---
title: "How to add an EMR step from AWS Lambda"
description: "How to configure a new EMR step using AWS Lambda in Python"
author: "Bartosz Mikulski"
author_bio: "Principal AI Engineer & MLOps Architect. I bridge the gap between \"it works in a notebook\" and \"it works for 200 million users.\""
author_url: https://mikulskibartosz.name
author_linkedin: https://www.linkedin.com/in/mikulskibartosz/
author_github: https://github.com/mikulskibartosz
canonical_url: https://mikulskibartosz.name/add-emr-step-from-aws-lambda
---

This short tutorial shows how to configure and add a new EMR step using Python running in AWS Lambda. Because the code is supposed to run in AWS Lambda, we don't have to configure the AWS client. We can just import boto3 and use it to get the EMR client:

```python
import boto3

emr = boto3.client("emr")
```

After that, we have to define the EMR step.
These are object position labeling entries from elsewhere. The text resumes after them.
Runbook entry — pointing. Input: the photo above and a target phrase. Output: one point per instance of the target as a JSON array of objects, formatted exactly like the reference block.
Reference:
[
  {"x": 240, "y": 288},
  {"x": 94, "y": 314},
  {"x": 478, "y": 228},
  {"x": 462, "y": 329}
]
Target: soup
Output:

For example, if I want to run a Scala Spark job, I have to call the `spark-submit` script:

```python
step_args = 'spark-submit --master yarn --deploy-mode client --class class_name --executor-memory 32G --driver-memory 8G'
```

Right now, we have to create a new `JobDefinition` object and add it to the EMR cluster:

```python
step = JobDefintion._prepare_step_dict("step_name", step_args=step_args)
return emr.add_job_flow_steps(JobFlowId=cluster_id, Steps=[step])
```

## What a JobDefinition is?

When you open the AWS EMR web interface, you will see EMR clusters with Steps. The JobDefinition API object defines a single step executed by the EMR.

The JobFlow is the entire queue of steps running on an EMR cluster. That's why we use the cluster id as the JobFLow id. It is the same thing.

The `_prepare_step_dict` function creates the JSON object describing a single step. In this article, it has two arguments, the name, and the command to run on the cluster (spark-submit).